The calorie is a unit of energy. In the context of food, the kilocalorie (or large calorie) is most commonly used, equaling 1000 small calories. When the nutritional value of a food product is assessed, one calorie is defined as the amount of energy needed to increase the temperature of one kilogram of water form 24 degrees centigrade to 25 degrees. So one must remember that in food, one calorie is 1000 times greater than the common calorie used in physics and chemistry.
So how do food manufacturers determine the amount of calories in food? The product is placed in a sealed cup that is immersed in a water tank, and the water temperature increase that results from burning the food sample is measured. In some cases the food must be dehydrated and ground prior to incineration in order to ensure its full combustion.

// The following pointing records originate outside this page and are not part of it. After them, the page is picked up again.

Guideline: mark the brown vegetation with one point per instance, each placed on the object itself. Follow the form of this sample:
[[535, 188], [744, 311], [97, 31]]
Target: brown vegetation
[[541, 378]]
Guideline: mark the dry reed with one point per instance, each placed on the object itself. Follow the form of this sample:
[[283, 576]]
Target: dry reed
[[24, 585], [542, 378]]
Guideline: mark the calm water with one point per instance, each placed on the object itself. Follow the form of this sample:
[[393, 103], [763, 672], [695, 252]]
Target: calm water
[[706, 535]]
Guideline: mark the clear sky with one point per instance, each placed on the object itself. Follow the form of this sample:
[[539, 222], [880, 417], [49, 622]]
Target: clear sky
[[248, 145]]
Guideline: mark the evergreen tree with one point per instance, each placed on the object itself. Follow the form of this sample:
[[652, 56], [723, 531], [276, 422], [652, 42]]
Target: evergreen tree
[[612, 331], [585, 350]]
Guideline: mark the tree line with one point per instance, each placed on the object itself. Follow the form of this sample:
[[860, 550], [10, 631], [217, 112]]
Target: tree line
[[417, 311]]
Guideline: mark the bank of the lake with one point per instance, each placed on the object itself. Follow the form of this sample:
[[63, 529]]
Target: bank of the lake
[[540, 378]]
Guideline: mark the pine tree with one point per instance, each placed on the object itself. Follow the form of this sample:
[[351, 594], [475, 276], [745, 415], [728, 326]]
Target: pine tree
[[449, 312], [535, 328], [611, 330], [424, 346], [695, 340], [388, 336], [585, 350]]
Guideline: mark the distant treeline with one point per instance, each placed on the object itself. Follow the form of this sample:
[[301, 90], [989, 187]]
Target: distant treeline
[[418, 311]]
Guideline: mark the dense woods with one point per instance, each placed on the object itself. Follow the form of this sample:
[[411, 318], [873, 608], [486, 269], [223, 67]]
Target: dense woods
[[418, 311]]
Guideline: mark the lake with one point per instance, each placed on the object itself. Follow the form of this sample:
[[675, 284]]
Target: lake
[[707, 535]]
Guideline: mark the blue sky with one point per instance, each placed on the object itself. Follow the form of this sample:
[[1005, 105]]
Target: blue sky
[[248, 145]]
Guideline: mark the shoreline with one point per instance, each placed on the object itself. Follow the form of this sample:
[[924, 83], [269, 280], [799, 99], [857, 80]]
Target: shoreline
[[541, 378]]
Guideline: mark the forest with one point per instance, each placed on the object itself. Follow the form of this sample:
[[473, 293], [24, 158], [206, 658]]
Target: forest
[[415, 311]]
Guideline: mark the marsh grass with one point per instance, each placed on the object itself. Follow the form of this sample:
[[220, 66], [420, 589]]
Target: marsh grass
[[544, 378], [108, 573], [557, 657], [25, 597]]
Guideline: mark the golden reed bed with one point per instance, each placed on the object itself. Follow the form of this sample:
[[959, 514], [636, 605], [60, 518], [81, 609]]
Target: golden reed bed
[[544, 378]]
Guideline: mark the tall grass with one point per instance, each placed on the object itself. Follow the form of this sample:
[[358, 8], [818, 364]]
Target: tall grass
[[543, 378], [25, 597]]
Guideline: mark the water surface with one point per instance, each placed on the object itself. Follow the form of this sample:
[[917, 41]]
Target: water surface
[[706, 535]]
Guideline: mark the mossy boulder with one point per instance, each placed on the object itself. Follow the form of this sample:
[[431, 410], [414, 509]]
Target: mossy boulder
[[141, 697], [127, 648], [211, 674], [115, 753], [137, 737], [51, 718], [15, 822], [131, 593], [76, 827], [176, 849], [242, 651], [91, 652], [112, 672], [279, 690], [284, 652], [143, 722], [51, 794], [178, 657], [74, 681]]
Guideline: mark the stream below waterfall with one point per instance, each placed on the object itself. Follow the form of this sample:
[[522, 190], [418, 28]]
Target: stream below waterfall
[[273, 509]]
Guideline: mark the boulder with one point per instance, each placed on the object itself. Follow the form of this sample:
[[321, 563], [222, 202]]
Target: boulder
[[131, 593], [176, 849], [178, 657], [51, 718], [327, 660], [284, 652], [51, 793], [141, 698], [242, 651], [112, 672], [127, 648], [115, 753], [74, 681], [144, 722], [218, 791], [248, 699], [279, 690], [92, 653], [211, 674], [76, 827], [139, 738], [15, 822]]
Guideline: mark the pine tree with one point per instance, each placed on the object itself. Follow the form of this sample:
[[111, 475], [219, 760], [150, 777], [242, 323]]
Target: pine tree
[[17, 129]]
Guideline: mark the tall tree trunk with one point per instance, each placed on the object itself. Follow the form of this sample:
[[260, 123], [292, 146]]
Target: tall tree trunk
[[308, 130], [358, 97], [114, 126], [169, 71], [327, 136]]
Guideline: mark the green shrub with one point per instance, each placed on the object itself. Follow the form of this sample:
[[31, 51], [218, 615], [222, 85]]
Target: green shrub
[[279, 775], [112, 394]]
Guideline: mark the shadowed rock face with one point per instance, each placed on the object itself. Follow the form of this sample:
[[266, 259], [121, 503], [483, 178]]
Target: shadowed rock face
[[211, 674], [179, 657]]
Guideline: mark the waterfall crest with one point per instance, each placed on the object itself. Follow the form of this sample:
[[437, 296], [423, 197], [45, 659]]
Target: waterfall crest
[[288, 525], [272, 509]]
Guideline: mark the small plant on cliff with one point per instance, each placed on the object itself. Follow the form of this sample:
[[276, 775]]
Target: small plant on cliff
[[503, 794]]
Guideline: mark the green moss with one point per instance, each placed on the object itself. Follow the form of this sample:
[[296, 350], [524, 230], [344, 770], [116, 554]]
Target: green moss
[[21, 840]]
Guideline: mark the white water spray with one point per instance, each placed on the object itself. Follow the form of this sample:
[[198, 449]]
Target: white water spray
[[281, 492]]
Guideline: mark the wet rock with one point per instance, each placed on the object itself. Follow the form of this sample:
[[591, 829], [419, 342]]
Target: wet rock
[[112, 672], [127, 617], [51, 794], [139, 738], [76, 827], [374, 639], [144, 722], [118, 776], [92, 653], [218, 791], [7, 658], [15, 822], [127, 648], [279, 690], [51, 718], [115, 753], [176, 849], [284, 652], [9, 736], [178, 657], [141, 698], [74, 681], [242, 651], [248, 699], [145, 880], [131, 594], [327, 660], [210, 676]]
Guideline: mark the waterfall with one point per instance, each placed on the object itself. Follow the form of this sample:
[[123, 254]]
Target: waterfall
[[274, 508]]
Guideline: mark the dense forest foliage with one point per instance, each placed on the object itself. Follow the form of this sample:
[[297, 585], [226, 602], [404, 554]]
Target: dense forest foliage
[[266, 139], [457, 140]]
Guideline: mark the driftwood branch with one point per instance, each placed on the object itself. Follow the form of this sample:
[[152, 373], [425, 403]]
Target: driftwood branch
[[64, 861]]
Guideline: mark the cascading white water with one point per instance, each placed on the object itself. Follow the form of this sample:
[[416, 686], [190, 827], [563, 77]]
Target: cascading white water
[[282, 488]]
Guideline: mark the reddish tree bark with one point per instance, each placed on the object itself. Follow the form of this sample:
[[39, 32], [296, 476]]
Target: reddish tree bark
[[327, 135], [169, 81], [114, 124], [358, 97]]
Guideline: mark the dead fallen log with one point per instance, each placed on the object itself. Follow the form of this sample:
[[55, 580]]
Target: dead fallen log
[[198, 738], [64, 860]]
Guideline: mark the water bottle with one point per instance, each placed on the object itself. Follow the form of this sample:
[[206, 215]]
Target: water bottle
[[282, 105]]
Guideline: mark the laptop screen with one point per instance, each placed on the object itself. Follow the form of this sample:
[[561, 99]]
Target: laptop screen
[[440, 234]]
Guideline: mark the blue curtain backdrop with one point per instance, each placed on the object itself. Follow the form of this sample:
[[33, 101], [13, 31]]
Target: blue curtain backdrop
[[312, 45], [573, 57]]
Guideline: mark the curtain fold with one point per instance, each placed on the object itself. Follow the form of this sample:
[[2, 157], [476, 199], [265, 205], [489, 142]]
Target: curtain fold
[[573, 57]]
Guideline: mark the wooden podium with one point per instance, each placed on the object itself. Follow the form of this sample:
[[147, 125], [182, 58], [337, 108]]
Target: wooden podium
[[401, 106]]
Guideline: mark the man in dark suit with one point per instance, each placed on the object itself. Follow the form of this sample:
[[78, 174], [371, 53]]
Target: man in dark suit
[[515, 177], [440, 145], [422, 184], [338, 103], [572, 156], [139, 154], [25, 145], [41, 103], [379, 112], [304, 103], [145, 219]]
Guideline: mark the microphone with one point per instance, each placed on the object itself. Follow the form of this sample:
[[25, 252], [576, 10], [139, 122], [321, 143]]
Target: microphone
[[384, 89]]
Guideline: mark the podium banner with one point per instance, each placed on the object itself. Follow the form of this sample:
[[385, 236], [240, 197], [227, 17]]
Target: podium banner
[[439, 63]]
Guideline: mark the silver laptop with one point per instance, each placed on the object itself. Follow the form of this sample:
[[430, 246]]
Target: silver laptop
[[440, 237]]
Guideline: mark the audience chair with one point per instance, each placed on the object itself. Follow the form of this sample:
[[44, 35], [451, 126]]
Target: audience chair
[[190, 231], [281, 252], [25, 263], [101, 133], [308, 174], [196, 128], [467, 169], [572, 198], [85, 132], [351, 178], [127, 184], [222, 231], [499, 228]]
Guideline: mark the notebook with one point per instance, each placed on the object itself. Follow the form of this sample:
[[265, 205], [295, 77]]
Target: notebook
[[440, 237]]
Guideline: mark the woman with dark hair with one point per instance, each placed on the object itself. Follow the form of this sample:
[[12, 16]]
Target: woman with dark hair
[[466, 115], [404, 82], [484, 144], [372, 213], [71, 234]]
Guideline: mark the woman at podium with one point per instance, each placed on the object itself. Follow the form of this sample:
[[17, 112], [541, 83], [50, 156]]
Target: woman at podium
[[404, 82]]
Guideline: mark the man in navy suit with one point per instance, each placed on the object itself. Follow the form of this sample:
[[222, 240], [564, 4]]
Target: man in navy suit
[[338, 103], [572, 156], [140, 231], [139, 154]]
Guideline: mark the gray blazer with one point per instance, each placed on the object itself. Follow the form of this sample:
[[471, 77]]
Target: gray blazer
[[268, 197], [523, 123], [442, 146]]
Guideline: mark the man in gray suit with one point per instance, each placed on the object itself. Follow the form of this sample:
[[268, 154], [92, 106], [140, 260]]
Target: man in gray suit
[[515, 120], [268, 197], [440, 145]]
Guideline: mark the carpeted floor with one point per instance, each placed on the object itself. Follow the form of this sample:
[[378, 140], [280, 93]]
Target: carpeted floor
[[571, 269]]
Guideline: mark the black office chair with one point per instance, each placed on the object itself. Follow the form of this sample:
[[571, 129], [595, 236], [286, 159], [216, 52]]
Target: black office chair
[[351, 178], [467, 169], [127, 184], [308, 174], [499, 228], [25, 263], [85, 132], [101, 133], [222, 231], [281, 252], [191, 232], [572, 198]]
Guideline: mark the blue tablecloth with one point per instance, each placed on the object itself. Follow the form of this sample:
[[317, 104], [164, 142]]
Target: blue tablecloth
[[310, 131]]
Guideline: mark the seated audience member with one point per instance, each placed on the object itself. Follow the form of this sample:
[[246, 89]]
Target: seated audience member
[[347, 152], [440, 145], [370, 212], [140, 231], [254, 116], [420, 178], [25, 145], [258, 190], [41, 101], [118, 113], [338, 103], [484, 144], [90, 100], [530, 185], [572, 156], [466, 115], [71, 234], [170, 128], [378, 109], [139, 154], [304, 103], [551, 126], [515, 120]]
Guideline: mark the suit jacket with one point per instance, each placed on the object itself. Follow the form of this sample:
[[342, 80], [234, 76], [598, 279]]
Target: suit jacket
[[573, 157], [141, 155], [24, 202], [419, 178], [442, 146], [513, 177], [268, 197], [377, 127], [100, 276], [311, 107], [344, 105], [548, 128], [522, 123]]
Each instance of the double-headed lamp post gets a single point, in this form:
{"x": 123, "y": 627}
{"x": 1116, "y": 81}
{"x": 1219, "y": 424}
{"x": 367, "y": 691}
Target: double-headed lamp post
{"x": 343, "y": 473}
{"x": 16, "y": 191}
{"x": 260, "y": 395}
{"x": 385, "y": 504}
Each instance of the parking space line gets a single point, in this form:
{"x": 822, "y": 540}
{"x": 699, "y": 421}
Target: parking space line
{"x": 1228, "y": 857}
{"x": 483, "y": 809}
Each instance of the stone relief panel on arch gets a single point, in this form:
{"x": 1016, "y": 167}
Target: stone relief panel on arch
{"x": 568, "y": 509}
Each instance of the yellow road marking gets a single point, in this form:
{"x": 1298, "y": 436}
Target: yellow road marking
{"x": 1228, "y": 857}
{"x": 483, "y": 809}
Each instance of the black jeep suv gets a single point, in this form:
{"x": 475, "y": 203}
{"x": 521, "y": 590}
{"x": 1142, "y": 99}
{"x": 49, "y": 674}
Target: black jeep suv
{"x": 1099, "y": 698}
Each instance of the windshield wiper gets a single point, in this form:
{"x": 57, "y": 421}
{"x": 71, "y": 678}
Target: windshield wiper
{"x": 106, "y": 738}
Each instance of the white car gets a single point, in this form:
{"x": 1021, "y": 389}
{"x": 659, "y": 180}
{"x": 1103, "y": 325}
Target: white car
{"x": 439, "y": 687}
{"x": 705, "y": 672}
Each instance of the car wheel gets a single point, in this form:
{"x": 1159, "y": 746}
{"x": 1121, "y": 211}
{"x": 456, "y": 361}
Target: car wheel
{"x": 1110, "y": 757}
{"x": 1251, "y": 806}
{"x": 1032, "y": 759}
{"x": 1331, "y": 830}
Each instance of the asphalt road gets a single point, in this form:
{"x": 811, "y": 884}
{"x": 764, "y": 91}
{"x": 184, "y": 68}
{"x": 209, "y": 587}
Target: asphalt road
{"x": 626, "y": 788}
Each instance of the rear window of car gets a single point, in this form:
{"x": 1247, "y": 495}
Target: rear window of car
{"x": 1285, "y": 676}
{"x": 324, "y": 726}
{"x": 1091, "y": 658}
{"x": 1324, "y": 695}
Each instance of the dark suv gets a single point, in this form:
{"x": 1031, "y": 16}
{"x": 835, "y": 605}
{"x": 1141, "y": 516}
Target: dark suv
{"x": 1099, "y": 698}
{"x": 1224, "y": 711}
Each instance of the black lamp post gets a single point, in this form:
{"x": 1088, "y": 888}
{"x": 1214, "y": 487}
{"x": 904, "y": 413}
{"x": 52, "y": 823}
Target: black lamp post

For example, we might wish to determine the amount of calories in one spoon of canola oil. We would put a spoonful of oil in the sample cup (see above diagram) and immerse it in a container that holds one liter (one kilogram) of water. We would then ignite the oil and once it is completely burned, we would measure the temperature increase of the water. If the temperature increases from 24 degrees to 44 degrees this means that one spoon of the oil contains 20 calories.
Nowadays the caloric values of many basic food ingredients can be found in designated tables, including fats, proteins, carbohydrates and more. Food manufacturers calculate the protein/fat/sugar composition of their product and use these tables to calculate the total amount of calories.
Importantly, some food components are not taken into account: for example, dietary fibers would have a caloric value when measure in a calorimeter, but they are disregarded since humans cannot digest them and they are excreted from the body without contributing any energetic value.